Question
Public Company Accounting Oversight Board Accounting Standard No. 5 (PCAOB) requires the audit of internal control over financial reporting to be integrated with the audit
Public Company Accounting Oversight Board Accounting Standard No. 5 (PCAOB) requires the audit of internal control over financial reporting to be integrated with the audit of the financial statements. The objectives of the audits are not identical, however, and the auditor must plan and perform the work to achieve the objectives of both audits.
The auditor's objective in an audit of internal control over financial reporting is to express an opinion on the effectiveness of the company's internal control over financial reporting.

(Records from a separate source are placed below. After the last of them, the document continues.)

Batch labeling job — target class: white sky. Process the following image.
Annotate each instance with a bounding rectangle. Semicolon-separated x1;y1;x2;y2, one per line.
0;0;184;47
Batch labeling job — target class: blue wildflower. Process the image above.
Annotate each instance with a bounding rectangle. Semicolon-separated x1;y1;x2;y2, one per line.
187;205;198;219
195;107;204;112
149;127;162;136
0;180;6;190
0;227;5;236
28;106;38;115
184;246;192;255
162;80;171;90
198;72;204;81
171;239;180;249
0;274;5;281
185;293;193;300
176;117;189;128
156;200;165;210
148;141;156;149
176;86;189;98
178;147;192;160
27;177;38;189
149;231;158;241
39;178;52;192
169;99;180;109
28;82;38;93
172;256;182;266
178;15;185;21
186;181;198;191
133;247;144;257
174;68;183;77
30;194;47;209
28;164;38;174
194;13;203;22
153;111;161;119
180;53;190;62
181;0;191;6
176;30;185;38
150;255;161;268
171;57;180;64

Because a company's internal control cannot be considered effective if one or more material weaknesses exist, to form a basis for expressing an opinion, the auditor must plan and perform the audit to obtain appropriate evidence that is sufficient to obtain reasonable assurance about whether material weaknesses exist as of the date specified in management's assessment. A material weakness in internal control over financial reporting may exist even when financial statements are not materially misstated. In planning the audit of internal control over financial reporting, the auditor should use the same materiality considerations he or she would use in planning the audit of the company's annual financial statements.
Please define control deficiency, significant deficiency, and material weakness. Suggest and evaluate an accepted framework such as COSO. In addition, what do you think about PCAOB No. 5s effect on financial statement reporting? Finally, how does internal control reporting under SOX 404 relate to the quality of audit of financial statements?